Wall Street still likes the jog
On Holding AG just got the kind of note companies love to screenshot: 24 brokerages now rate the stock a consensus "Moderate Buy". The average 12-month price target sits around $58.62, which is a lot sunnier than the stock’s recent $36.93 neighborhood.
The not-so-subtle fine print
This wasn’t a one-voice chorus either. The breakdown included 18 buy ratings, 1 strong buy, 3 hold, and 2 sell calls. Translation: analysts are mostly betting that On’s premium running-shoe brand still has room to sprint, even if a couple of skeptics are hanging back near the water station.

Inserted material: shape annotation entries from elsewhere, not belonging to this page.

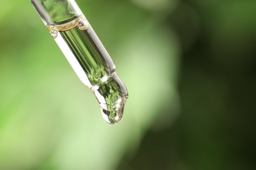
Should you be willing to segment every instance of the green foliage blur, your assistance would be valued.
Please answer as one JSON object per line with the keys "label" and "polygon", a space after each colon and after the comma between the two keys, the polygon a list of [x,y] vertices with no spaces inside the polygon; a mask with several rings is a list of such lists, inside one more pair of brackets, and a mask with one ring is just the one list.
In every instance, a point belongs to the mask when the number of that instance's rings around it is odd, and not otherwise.
{"label": "green foliage blur", "polygon": [[0,1],[0,169],[255,169],[256,1],[76,0],[129,93],[116,125],[30,1]]}

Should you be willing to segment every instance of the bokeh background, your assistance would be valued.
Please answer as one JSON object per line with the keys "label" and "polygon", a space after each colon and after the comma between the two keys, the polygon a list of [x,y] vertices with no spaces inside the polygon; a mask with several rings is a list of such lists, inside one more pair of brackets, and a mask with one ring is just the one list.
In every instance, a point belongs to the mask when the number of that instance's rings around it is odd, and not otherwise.
{"label": "bokeh background", "polygon": [[0,169],[255,169],[256,1],[76,1],[129,90],[123,120],[29,1],[0,0]]}

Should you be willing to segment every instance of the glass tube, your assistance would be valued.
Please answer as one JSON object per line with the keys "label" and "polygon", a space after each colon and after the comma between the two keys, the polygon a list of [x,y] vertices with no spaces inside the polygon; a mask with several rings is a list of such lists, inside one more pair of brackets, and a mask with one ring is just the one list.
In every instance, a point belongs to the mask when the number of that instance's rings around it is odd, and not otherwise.
{"label": "glass tube", "polygon": [[104,120],[116,124],[128,97],[108,52],[74,0],[31,0],[81,82],[93,91]]}

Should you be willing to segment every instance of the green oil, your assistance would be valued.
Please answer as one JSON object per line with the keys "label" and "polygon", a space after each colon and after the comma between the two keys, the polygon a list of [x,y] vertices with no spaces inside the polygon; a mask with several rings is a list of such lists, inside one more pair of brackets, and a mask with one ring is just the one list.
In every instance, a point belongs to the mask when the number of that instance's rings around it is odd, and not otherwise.
{"label": "green oil", "polygon": [[102,116],[118,122],[128,97],[108,53],[83,16],[47,27],[81,80],[97,98]]}

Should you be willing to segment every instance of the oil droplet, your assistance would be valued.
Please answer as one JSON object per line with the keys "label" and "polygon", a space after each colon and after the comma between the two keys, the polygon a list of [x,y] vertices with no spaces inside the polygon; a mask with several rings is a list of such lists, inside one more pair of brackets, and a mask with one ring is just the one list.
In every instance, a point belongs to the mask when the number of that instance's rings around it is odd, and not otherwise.
{"label": "oil droplet", "polygon": [[81,30],[87,29],[89,27],[89,22],[85,18],[79,18],[77,20],[77,26]]}
{"label": "oil droplet", "polygon": [[58,31],[54,31],[54,30],[51,30],[50,31],[50,34],[51,34],[51,36],[53,37],[54,39],[55,39],[58,36]]}
{"label": "oil droplet", "polygon": [[109,124],[118,123],[123,117],[128,92],[123,82],[114,73],[95,91],[103,118]]}

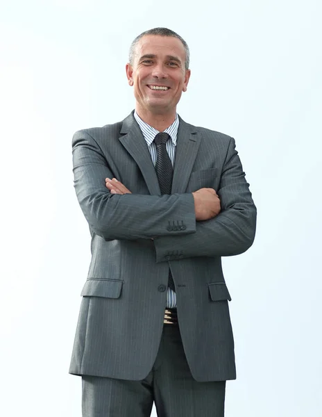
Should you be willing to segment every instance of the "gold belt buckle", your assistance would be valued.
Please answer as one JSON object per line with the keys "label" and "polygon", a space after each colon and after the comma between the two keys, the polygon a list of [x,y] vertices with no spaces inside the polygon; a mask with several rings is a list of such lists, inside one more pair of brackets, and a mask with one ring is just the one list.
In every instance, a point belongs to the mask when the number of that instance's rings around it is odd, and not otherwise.
{"label": "gold belt buckle", "polygon": [[175,325],[177,324],[178,319],[176,313],[173,314],[173,312],[169,310],[169,309],[166,309],[164,311],[164,318],[163,319],[163,323],[164,325]]}

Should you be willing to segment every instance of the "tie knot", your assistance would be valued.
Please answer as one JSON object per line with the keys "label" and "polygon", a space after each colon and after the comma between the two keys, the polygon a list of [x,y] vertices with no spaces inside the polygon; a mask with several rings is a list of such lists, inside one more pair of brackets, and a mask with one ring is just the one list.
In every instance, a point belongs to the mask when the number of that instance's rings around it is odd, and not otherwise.
{"label": "tie knot", "polygon": [[154,138],[154,142],[156,145],[165,145],[169,139],[171,138],[170,135],[164,132],[160,132]]}

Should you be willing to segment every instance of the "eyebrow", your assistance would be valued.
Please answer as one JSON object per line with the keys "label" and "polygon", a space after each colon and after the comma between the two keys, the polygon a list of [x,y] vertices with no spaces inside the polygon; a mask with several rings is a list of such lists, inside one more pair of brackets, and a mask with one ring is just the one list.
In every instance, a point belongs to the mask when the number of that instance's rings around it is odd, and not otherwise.
{"label": "eyebrow", "polygon": [[[139,58],[139,60],[142,60],[142,59],[146,59],[147,58],[156,58],[156,55],[155,55],[154,54],[146,54],[145,55],[142,55],[142,56],[141,56],[141,58]],[[181,60],[179,59],[177,56],[174,56],[173,55],[167,55],[167,58],[169,60],[174,60],[178,63],[181,63]]]}

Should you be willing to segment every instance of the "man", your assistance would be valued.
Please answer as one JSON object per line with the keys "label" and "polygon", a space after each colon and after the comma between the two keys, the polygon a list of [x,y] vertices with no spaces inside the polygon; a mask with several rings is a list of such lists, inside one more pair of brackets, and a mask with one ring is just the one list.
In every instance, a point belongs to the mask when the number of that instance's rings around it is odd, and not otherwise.
{"label": "man", "polygon": [[135,111],[73,138],[77,197],[92,262],[70,373],[83,416],[221,417],[235,378],[221,256],[245,252],[256,208],[226,135],[176,113],[189,49],[157,28],[126,65]]}

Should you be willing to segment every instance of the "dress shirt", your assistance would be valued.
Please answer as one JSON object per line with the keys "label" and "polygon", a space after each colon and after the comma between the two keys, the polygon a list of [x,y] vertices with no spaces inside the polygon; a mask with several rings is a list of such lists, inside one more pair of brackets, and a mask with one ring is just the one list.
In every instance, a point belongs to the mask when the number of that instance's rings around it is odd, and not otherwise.
{"label": "dress shirt", "polygon": [[[152,162],[153,163],[154,166],[155,166],[155,162],[157,161],[157,148],[155,142],[153,142],[154,138],[155,138],[158,133],[160,133],[159,131],[158,131],[154,127],[152,127],[145,122],[144,122],[137,113],[136,111],[134,112],[134,117],[135,120],[137,122],[137,124],[139,126],[139,128],[142,132],[143,137],[146,142],[146,145],[148,145],[149,150],[150,152]],[[179,117],[178,114],[176,114],[176,119],[174,122],[172,123],[171,126],[167,127],[164,132],[170,135],[171,140],[168,140],[166,144],[167,152],[168,152],[169,156],[170,157],[171,161],[172,163],[172,166],[174,165],[174,156],[176,154],[176,146],[177,144],[177,135],[178,135],[178,129],[179,127]],[[176,293],[173,291],[171,288],[168,287],[168,291],[167,293],[167,308],[173,309],[176,306],[177,302],[176,297]]]}

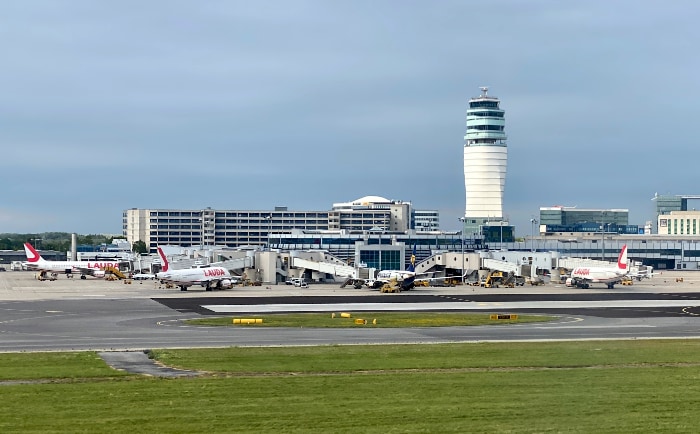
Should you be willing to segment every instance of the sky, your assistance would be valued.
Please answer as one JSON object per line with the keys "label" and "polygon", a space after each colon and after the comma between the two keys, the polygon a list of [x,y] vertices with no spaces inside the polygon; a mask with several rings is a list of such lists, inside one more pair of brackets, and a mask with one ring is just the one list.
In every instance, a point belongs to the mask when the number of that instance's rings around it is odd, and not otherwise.
{"label": "sky", "polygon": [[0,233],[121,234],[129,208],[464,215],[466,110],[508,135],[504,214],[700,194],[693,1],[3,2]]}

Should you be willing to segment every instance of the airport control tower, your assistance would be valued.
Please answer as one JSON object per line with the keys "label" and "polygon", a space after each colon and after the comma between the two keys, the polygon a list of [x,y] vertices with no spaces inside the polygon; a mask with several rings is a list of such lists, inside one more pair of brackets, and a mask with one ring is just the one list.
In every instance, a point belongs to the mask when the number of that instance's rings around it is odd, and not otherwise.
{"label": "airport control tower", "polygon": [[482,226],[507,225],[503,218],[508,148],[505,111],[488,87],[469,100],[467,134],[464,136],[464,187],[467,201],[464,232],[476,234]]}

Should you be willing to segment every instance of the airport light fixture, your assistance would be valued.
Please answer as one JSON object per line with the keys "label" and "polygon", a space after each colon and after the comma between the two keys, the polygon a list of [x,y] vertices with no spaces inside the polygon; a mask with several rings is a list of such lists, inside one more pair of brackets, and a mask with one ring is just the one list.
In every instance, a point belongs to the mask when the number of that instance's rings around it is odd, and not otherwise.
{"label": "airport light fixture", "polygon": [[266,215],[265,220],[267,220],[267,242],[265,244],[267,245],[267,250],[270,251],[272,250],[272,247],[270,246],[270,233],[272,232],[272,214]]}
{"label": "airport light fixture", "polygon": [[532,232],[530,234],[530,250],[535,251],[535,225],[539,223],[536,218],[531,218],[530,223],[532,224]]}
{"label": "airport light fixture", "polygon": [[460,269],[462,270],[462,286],[464,286],[464,222],[466,220],[465,217],[459,217],[457,220],[462,222],[462,229],[459,231],[459,240],[460,244],[462,246],[462,265]]}

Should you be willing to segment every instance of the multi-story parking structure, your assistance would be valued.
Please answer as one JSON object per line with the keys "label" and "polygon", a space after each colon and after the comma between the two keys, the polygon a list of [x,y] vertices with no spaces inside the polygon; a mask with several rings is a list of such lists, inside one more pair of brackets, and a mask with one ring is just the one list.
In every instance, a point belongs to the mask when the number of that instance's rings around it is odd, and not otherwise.
{"label": "multi-story parking structure", "polygon": [[[439,221],[437,211],[430,213]],[[124,236],[130,243],[143,241],[151,252],[167,244],[270,247],[279,234],[295,230],[406,232],[415,230],[415,214],[410,202],[378,196],[336,203],[330,211],[133,208],[123,213]]]}

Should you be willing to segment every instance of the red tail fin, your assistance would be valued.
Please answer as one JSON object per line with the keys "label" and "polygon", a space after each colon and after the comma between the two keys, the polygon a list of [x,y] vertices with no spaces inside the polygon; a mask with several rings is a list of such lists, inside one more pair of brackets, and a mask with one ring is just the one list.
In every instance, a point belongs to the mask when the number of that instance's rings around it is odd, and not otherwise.
{"label": "red tail fin", "polygon": [[35,263],[43,259],[39,252],[29,243],[24,243],[24,253],[27,255],[27,262]]}
{"label": "red tail fin", "polygon": [[163,267],[160,270],[168,271],[168,258],[165,257],[165,253],[163,253],[163,249],[160,247],[158,247],[158,255],[160,256],[160,261],[163,263]]}
{"label": "red tail fin", "polygon": [[617,256],[617,268],[620,270],[627,269],[627,244],[622,246],[620,254]]}

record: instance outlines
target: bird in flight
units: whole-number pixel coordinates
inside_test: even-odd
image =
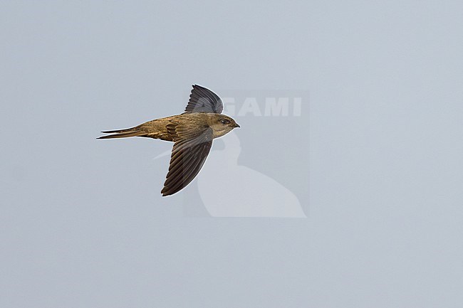
[[[156,119],[125,129],[101,132],[113,134],[98,139],[145,137],[174,142],[162,196],[172,195],[198,174],[211,150],[212,139],[239,127],[234,120],[222,115],[222,100],[209,89],[194,85],[184,112]]]

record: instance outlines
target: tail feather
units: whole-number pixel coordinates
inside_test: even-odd
[[[113,134],[109,136],[101,136],[97,139],[126,138],[128,137],[146,136],[146,132],[138,129],[137,127],[128,128],[127,129],[106,130],[101,132],[104,134]]]
[[[104,132],[101,132],[103,134],[113,134],[114,132],[130,132],[132,130],[136,130],[137,127],[131,127],[131,128],[126,128],[125,129],[115,129],[115,130],[105,130]]]

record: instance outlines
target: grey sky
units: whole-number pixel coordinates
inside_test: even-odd
[[[0,307],[460,307],[462,16],[452,1],[1,1]],[[310,92],[294,126],[236,132],[239,164],[307,218],[186,217],[196,184],[162,198],[168,157],[152,159],[171,144],[95,139],[181,112],[193,83]],[[266,125],[310,129],[256,139]]]

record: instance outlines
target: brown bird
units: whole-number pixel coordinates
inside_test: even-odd
[[[98,139],[146,137],[174,142],[162,196],[174,194],[191,182],[201,170],[212,139],[239,127],[234,120],[221,115],[222,100],[209,89],[193,85],[185,112],[148,121],[125,129],[101,132],[113,134]]]

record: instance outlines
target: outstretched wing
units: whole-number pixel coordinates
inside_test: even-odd
[[[172,123],[167,129],[175,136],[175,143],[162,196],[178,192],[194,179],[204,164],[213,139],[210,127],[192,133],[187,126]]]
[[[217,94],[198,85],[193,85],[189,100],[185,108],[187,112],[222,113],[224,105]]]

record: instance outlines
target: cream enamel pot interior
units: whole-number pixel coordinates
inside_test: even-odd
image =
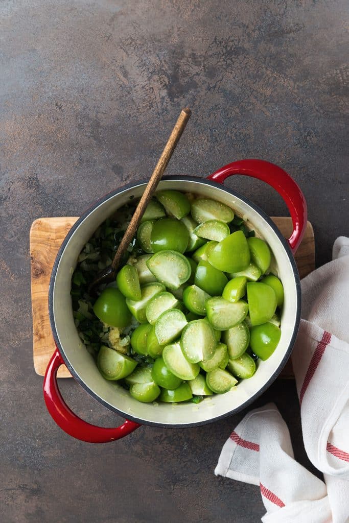
[[[252,201],[221,184],[232,174],[245,174],[266,181],[283,196],[290,210],[294,231],[283,237],[272,220]],[[220,182],[219,183],[219,182]],[[97,227],[131,198],[139,198],[147,181],[125,186],[99,200],[76,222],[57,255],[49,289],[51,326],[57,349],[44,379],[44,397],[48,409],[65,432],[78,439],[104,442],[126,435],[140,424],[163,427],[193,427],[211,423],[245,408],[274,381],[288,359],[298,329],[300,314],[299,277],[292,252],[297,249],[307,223],[307,209],[298,186],[282,169],[261,160],[242,160],[225,166],[208,179],[192,176],[166,176],[159,189],[177,189],[213,198],[231,207],[247,221],[257,236],[268,243],[276,270],[285,289],[280,342],[272,356],[259,361],[255,374],[242,380],[226,394],[215,395],[198,404],[141,403],[117,382],[107,381],[99,373],[92,356],[82,344],[75,328],[70,298],[71,278],[77,256]],[[57,373],[65,365],[75,380],[102,405],[127,418],[121,426],[106,428],[91,425],[76,416],[64,402],[57,385]]]

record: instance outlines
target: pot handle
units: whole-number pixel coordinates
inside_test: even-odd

A little insider drama on the sidelines
There was also some insider activity in the mix. CEO Martin Hoffmann sold 4,150 shares at $33.95 under a pre-arranged Rule 10b5-1 plan, and insiders still own a chunky 68.57% of the company. That doesn’t scream panic; it reads more like routine portfolio housekeeping than a fire drill.
Why investors should care
For shareholders, the big takeaway is that Wall Street still sees On as a growth story with room to run — even with a lofty valuation and a stock that’s been bouncing around. Big picture: the sell-side is basically saying the brand is still cool, and cool brands tend to get a little extra patience from investors.